Matt Franchi, Madiha Zahrah Choksi, Harold Triedman, Helen Nissenbaum

Published Apr 24, 2026
Editorial review6.8
Relevance0.465
Freshness0.000

Why It Matters

What makes this one worth your time

Improving LLMs' understanding of privacy norms is crucial for their safe deployment in real-world applications where privacy expectations vary by context.
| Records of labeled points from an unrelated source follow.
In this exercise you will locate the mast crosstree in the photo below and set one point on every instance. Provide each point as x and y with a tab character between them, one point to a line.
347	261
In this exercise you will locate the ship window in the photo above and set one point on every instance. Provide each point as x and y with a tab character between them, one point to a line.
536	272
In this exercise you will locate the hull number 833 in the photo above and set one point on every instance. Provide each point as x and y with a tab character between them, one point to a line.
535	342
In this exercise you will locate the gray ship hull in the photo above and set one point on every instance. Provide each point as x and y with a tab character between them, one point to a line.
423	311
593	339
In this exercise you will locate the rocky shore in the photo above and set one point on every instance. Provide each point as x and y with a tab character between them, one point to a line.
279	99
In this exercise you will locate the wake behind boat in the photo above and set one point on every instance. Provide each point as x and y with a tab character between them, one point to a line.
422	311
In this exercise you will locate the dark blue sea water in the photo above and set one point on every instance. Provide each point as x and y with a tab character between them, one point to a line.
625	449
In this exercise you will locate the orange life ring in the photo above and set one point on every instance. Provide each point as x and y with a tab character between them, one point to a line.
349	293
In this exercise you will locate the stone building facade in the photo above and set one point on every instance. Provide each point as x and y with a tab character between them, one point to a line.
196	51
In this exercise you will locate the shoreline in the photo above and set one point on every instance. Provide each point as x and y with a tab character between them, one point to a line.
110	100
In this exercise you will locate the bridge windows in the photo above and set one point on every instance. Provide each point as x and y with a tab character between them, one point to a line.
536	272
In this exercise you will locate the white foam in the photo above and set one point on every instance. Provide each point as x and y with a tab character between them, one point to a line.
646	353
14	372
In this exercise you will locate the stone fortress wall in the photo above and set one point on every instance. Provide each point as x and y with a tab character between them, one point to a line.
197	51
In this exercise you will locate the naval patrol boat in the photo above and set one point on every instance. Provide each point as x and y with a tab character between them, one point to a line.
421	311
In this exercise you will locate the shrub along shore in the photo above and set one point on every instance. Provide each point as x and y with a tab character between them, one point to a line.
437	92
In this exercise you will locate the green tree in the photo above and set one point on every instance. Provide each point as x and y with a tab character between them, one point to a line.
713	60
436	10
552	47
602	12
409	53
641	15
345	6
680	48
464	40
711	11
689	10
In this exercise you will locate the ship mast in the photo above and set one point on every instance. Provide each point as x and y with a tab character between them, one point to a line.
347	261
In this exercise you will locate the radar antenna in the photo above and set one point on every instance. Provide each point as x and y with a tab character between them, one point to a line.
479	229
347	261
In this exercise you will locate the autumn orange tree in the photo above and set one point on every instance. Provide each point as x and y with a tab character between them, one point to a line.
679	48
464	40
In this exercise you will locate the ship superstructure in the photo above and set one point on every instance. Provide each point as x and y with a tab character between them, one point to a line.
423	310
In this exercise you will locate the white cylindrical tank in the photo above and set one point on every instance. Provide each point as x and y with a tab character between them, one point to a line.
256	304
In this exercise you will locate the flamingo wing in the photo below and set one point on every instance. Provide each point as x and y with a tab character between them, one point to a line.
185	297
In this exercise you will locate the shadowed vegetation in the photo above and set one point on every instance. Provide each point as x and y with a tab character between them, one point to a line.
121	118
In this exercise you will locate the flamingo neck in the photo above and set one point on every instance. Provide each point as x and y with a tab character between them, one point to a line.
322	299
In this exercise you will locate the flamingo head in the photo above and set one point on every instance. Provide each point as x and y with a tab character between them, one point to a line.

Enhancing LLM privacy reasoning using normative simulacra from fiction.

Summary

The paper proposes a method to enhance privacy reasoning in large language models (LLMs) by extracting normative simulacra from fiction novels and using them for fine-tuning. This involves supervised learning followed by GRPO reinforcement learning, with a composite reward function that evaluates privacy reasoning against a normative universe. The approach is tested on CI-aligned benchmarks and shows improved privacy reasoning that aligns with human expectations.

Key contributions

  • Introduction of normative simulacra from fiction for LLM fine-tuning.
  • Development of a composite reward function for privacy reasoning.
  • Evaluation of the method on CI-aligned benchmarks showing improved alignment with human privacy expectations.

Notable insights

  • Using fiction novels as a source for normative simulacra to teach privacy reasoning.
  • Per-completion contrastive scoring to prevent overfitting to specific norms.

Possible limitations

  • Not stated in the abstract

Abstract

arXiv:2604.20904v1 Announce Type: cross Abstract: Information handling practices of LLM agents are broadly misaligned with the contextual privacy expectations of their users. Contextual Integrity (CI) provides a principled framework, defining privacy as the appropriate flow of information within context-relative norms. However, existing approaches either double inference cost via supervisor-assistant architectures, or fine-tune on narrow task-specific data. We propose extracting normative simulacra (structured representations of norms and information flows) from fiction novels and using them to fine-tune LLMs via supervised learning followed by GRPO reinforcement learning. Our composite reward function combines programmatic signals, including task clarity (subsuming schema validity, construct discrimination, and extraction confidence), structural completeness, internal consistency, and context identification, with an LLM judge that evaluates whether the model's privacy reasoning is grounded in the held-out normative universe of the source text. To mitigate overfitting, we introduce per-completion contrastive scoring: each completion is evaluated against both the correct normative universe and a randomly selected wrong one, teaching the model to condition on context rather than memorize source-specific norms. We evaluate on five CI-aligned benchmarks spanning distinct societal contexts and ablate the contributions of RL and normative grounding. Across seven models, SFT introduces a conservative prior toward restricting information flow, improving recognition of privacy-relevant situations but not the correctness of privacy judgments. GRPO with normative grounding achieves the highest score on a law compliance benchmark and strongest correlation with crowdsourced human privacy expectations, demonstrating that fiction-derived normative simulacra can teach contextual privacy reasoning that transfers to real-world domains.